Homeopathic medicines (HMs) are regulated in Canada by Health Canada, the federal government department responsible for ensuring the safety, efficacy and compositional integrity of health care products and medical devices distributed and sold in Canada. Health Canada has formally recognized HMs as pharmaceutical products since 1990 having already issued drug identification numbers for HMs in prior years.
CHPA has, since 1990, advocated the development of a comprehensive regulatory framework for HMs that would take into account the regulatory precedents for HMs established in other countries such as European Union member states and the USA. These regulatory precedents included the formal recognition of methods of manufacture of HMs (homeopathic pharmacy), indications for use, product formulations and potencies contained in internationally recognized pharmacopoeias.

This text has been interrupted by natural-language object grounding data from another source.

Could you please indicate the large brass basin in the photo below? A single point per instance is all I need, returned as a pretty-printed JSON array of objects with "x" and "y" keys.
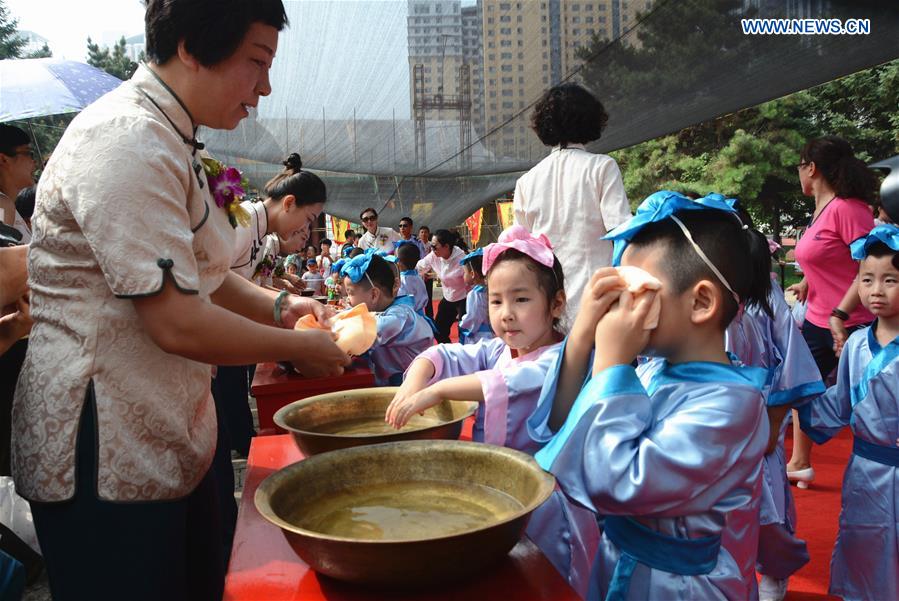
[
  {"x": 291, "y": 497},
  {"x": 352, "y": 418}
]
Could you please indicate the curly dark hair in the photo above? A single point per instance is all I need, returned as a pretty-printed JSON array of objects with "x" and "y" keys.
[
  {"x": 568, "y": 113},
  {"x": 847, "y": 174},
  {"x": 211, "y": 30}
]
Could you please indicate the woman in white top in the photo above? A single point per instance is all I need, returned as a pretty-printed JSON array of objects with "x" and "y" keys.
[
  {"x": 379, "y": 238},
  {"x": 572, "y": 196},
  {"x": 17, "y": 166},
  {"x": 133, "y": 300},
  {"x": 292, "y": 201},
  {"x": 447, "y": 249}
]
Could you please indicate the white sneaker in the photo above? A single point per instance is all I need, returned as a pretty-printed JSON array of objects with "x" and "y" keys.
[{"x": 772, "y": 589}]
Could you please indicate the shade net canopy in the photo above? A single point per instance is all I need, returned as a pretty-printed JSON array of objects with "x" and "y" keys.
[{"x": 425, "y": 112}]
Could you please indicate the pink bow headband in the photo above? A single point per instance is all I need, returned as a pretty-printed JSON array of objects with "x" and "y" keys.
[{"x": 538, "y": 248}]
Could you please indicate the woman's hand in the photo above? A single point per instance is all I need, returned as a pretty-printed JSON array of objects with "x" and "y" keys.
[
  {"x": 283, "y": 284},
  {"x": 295, "y": 307},
  {"x": 800, "y": 290},
  {"x": 601, "y": 292},
  {"x": 417, "y": 377},
  {"x": 839, "y": 333},
  {"x": 317, "y": 355},
  {"x": 620, "y": 334},
  {"x": 401, "y": 411}
]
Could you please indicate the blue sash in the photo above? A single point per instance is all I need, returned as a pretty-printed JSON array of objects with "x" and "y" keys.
[
  {"x": 639, "y": 544},
  {"x": 465, "y": 333},
  {"x": 875, "y": 452}
]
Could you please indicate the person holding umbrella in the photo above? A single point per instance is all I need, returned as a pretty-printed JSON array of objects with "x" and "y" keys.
[{"x": 133, "y": 300}]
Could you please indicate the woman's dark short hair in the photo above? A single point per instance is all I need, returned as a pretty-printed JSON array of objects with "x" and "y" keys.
[
  {"x": 568, "y": 113},
  {"x": 448, "y": 238},
  {"x": 306, "y": 187},
  {"x": 25, "y": 202},
  {"x": 408, "y": 255},
  {"x": 848, "y": 175},
  {"x": 211, "y": 29},
  {"x": 11, "y": 137}
]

By 1998, Health Canada had adopted several interpretive guidance documents to elaborate on conditions and means of compliance for HMs with the provisions of the Food and Drug Regulations of the Food and Drugs Act. These were Good Manufacturing Practices (GMP) for HMs (1996), a Labelling Standard (1995, revised in 1997) and Indications for Use – Multi-ingredient Low Dilution Homeopathic Preparations (1997, revised in 1998) that included recognition of U.S. and EU pharmacopoeias. By the end of 1998, these guidance documents enabled the licensing of over 4,700 HMs in Canada via the granting of Drug Identification Numbers (DINs), predating Health Canada’s initiative to create the Natural Health Products (NHP) Regulations that came into force in January of 2004.

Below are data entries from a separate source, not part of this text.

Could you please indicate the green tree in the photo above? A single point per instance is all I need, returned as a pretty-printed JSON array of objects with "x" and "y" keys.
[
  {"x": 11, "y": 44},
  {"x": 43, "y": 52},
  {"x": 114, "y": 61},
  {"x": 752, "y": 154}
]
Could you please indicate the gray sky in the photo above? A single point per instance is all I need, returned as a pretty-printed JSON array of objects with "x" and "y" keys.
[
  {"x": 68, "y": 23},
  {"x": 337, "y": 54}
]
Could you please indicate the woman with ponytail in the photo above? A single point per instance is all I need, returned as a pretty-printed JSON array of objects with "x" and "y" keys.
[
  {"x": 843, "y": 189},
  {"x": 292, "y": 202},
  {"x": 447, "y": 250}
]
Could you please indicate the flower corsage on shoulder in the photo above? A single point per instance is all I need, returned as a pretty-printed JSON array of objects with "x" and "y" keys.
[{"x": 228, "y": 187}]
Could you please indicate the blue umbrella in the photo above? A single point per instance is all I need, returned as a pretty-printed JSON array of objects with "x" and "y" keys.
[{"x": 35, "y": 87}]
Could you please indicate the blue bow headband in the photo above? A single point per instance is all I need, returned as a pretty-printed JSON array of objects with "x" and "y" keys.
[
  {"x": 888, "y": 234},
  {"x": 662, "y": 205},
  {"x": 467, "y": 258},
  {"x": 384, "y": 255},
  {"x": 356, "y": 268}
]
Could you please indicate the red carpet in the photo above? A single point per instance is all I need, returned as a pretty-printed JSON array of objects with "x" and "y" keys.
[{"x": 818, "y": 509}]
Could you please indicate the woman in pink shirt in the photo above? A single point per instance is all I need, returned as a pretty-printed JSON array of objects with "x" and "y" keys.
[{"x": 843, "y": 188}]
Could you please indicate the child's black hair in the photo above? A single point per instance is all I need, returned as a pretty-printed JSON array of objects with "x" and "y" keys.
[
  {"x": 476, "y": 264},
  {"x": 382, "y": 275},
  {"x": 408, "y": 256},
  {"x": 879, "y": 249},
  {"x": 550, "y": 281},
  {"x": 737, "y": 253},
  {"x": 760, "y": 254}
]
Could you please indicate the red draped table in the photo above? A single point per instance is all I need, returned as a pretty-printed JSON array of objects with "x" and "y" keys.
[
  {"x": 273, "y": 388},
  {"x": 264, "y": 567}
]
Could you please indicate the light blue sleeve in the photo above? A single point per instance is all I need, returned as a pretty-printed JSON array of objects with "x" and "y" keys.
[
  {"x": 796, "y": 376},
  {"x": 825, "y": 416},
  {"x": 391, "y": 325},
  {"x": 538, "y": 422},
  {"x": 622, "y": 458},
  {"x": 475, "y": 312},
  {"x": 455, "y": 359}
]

The definition of NHP contained in the NHP Regulations defines all NHPs as drug products as opposed to foods and includes homeopathic medicines. However, the product licenses granted to HMs by Health Canada have a unique product identifier prefix, DIN-HM, to enable consumers and health care practitioners to more easily identify HMs in the Canadian market, as advocated by CHPA during the development of the NHP Regulations. Since the coming into force of the NHP Regulations in 2004, Health Canada’s Natural Health Products Directorate has also adopted a number of labelling standards for sub-categories of HMs, facilitating the appropriate regulation of thousands of HMs currently available to consumers in Canada. It is important to note that these labelling standards clearly define how HMs may be labelled and what indications for use are specifically permitted.
It is also important to note that Health Canada regulates health care products and not the practice of medicine by health care practitioners. These responsibilities fall under the jurisdiction of Canada’s provincial and territorial governments.